1: Cet idéal est l'invention d'une nouvelle ville tournant le dos à la ville concentrationnaire occidentale connue alors en Europe C'est une ville qui se veut "rurale" constituée essentiellement de logement individuel. Les lieux d'activités constituent le centre, dans lequel on trouve aussi les nouveaux (et pauvres) migrants n'ayant pas encore les moyens d'accéder à la vaste banlieue verte : La quintescence de ce modèle urbanistique sera Los-Angeles dont le développement tardif, après 1890, coincidera avec le début de l'ère de l'automobile reine.

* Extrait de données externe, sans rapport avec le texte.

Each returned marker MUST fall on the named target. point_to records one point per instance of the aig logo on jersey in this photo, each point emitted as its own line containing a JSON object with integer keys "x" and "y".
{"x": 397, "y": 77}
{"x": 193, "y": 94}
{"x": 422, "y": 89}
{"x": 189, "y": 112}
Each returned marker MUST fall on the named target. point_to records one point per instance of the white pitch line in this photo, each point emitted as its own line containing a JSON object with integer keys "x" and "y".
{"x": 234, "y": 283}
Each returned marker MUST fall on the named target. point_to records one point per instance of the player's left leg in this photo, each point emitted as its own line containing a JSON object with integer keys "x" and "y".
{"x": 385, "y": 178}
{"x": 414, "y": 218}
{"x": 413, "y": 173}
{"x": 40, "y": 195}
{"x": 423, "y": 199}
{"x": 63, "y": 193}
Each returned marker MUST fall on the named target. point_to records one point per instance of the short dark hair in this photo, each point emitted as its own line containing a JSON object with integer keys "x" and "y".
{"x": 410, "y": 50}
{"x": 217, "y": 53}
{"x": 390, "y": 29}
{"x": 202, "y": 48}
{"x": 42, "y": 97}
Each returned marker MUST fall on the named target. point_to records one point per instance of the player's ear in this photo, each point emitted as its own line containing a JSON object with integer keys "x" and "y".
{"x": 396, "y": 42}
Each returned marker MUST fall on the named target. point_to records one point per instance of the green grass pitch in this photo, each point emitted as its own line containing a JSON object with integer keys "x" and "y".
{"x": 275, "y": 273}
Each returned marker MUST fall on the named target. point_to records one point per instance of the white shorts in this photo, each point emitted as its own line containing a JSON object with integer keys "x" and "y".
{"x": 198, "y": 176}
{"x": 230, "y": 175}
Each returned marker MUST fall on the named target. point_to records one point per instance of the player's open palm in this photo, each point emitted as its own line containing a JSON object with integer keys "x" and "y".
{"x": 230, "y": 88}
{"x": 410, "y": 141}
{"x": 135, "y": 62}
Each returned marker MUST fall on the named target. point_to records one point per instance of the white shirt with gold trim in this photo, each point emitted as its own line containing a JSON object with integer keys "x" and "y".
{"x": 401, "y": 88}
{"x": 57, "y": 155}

Même si le premiers mode de déplacement jusqu'en 1910 est le tramway. En 1930, à Los Angeles, le taux de motoristaion est d'une auto pour 3 habitants. A même période, l'Angleterre, le pays le plus motorisé dans le monde après les Etats Unis, compte une auto pour 30 habitants.

Ce modèle urbanistique pouvait alors se résumer ainsi: La ville au pauvres qui n'ont pas d'auto et les banlieues vertes aux riches. En France, il sera adapté à la structure existante de l'habitat historique réservé à la "bourgoisie", Néanmoins, la séparation des territoires par fonction et niveau social sera très fortement marqué aussi. La structure du faubourg, à la croissance souvent anarchique, mélant habitat, activités industrieuses et commercantes sera supprimé au profit de "ZUP", "ZI" et "ZAC" fortement structurée. Ce découpage sera d'autant plus plébiscité qu'il introduira aussi un très fort progrès dans les normes de confort et d'hygiene de l'habitat. L'habitat individuel péri-urbain sera réservé alors à la "middle class".

A Rennes, alors qu'on concentre dans les années 1950-70 l'habitat social sur les vastes espaces à urbaniser de la ville, on réserve l'habitat "middle class" à proximité des bourg périphériques pour une classe sociale se déplacant exclusivement en automobile.

2: L'extension d'une ligne de tramway en milieu faiblement urbanisé est souvent estimé à 50MF/km

3: Les ressources publicitaires des réseaux d'outre-Rhin sont de manière général très élevées en comparaisons des réseaux francais.